Rust diseases and bermudagrass control highlighted the presentations at the thirtieth annual sugarcane field day at the LSU AgCenter Sugar Research Station July 18.

“Brown rust has become our biggest problem,” said LSU AgCenter plant pathologist Jeff Hoy.

The disease comes in spring and affects sugarcane at a time that it grows most vigorously. Hoy is evaluating new fungicides and studying when and where to best treat for the disease.

“If we can minimize the losses with a good fungicide, we can have a good crop. The final question for producers is, ‘does this stuff pay?’”

Orange rust, a similar sugarcane disease that occurs later in the growing season, has been identified in several fields this year.
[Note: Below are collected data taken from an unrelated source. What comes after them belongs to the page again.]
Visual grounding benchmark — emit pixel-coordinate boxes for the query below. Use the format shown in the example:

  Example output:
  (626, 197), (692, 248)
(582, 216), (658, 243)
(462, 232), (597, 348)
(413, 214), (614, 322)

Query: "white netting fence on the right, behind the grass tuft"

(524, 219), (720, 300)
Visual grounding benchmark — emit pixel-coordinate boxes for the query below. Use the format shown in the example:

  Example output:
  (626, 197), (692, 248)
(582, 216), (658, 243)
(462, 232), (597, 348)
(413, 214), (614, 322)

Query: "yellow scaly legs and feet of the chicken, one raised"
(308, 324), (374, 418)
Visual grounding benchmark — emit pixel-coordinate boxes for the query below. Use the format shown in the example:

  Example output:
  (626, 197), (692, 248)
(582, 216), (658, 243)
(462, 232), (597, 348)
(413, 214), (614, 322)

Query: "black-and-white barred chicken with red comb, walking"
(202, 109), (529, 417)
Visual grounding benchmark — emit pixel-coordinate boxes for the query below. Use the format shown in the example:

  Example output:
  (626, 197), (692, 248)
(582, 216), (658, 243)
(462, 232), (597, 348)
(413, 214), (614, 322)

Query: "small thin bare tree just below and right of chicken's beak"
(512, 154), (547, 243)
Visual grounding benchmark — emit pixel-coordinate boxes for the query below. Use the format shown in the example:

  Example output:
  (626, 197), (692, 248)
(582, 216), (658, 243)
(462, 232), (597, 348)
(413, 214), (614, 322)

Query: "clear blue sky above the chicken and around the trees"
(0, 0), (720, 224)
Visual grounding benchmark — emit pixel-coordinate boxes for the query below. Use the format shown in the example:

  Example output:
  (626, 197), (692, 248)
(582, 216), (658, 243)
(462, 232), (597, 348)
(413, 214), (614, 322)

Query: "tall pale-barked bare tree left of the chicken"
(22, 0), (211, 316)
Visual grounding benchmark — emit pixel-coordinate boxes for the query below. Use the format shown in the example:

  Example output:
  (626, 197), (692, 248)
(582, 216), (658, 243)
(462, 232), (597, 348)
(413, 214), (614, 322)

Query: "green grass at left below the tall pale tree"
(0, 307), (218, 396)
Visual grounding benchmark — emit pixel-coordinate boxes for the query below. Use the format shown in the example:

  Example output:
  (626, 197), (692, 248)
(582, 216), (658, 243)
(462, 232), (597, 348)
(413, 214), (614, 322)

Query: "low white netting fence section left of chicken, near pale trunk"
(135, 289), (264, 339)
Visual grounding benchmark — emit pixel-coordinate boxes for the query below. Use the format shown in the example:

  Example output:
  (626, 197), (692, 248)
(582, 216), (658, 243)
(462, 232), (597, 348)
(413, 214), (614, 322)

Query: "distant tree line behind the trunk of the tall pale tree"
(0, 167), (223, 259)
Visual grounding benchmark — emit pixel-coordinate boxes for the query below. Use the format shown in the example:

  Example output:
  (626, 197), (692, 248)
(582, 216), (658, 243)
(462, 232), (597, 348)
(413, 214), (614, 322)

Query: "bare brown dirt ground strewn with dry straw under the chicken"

The disease appears to have come to Louisiana by spores carried in the wind from Florida, where it has been for several years.

So far, the disease has been found on only one variety, Ho 05-961, which only has been planted for seed this year. “You have to know what you’re looking for and look hard to find it,” Hoy said of discovering an infection in a field.
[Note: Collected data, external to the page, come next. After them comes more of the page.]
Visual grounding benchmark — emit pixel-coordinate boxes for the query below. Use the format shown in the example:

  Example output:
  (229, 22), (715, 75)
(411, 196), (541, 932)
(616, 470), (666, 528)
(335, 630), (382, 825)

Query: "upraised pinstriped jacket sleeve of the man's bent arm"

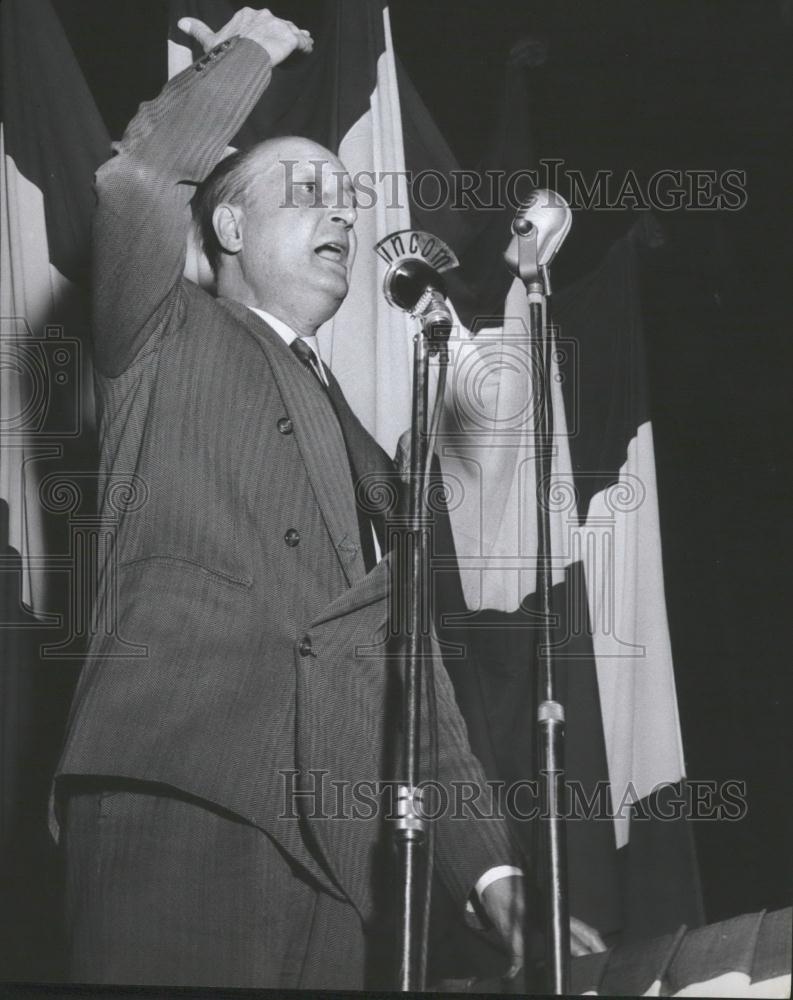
(92, 36), (272, 377)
Fungicides that work on brown rust also are effective on orange rust.

Bermudagrass is a persistent problem in sugarcane, but weather conditions during the past year have eased the situation this year, said LSU AgCenter weed scientist Jim Griffin.

The sugarcane crop grew rapidly this past spring and shaded out bermudagrass, Griffin said, explaining various alternatives for suppressing bermudagrass at planting.

“We cannot control bermudagrass in sugarcane, we can only suppress it,” said Griffin. Several herbicide combinations can be effective in slowing down the growth until the sugarcane crop can out-compete it.

“You get four to six to eight weeks of effectiveness following application, then the herbicides are degraded and don’t persist,” Griffin said.

He suggested sequential herbicide applications at planting in late summer. The second application helps prevent bermudagrass from re-establishing and helps control other winder weeds.

LSU AgCenter sugarcane breeder Michael Pontif reviewed the sugarcane varieties available to Louisiana growers and pointed out the strengths of each. He was accompanied by Ed Dufrene with the USDA’s Agricultural Research Service sugarcane research unit in Houma, La.

It takes about 12 years for variety development. The next new variety may be in 2014 from USDA.

Twelve years from crossing to commercialization is typical for sugarcane, said LSU AgCenter sugarcane specialist Kenneth Gravois.

Standing in front of examples of sugarcane plants in various stages of variety development, Gravois explained how wild cane from Asia was introduced into U.S. sugarcane breeding about a century ago. At that time, sugarcane grown in Louisiana began suffering from mosaic and stalk rotting diseases, and new sources of genetic material had to be incorporated into the breeding programs.

“Basic breeding doesn’t give you a commercial variety but a variety to put into the crossing program,” Gravois said.

Today, sugarcane development includes breeding for varieties to be used as biofuels that can be grown in other climates and not compete with food crops, Gravois said. “Research is the arena for innovation and risk.”

Herman Waguespack with the American Sugar Cane League presented results of planting tests with a new planter wagon. He said planting whole stalks with the equipment was more efficient and produced equivalent yields compared with other mechanical planters and hand planting.

Jim Simon, general manager of the American Sugar Cane League, commented on congressional actions concerning the new farm bill. Different versions exist in the House and Senate.

“We don’t know what’s going to happen,” Simon said. “A lot can happen over the next couple of months.”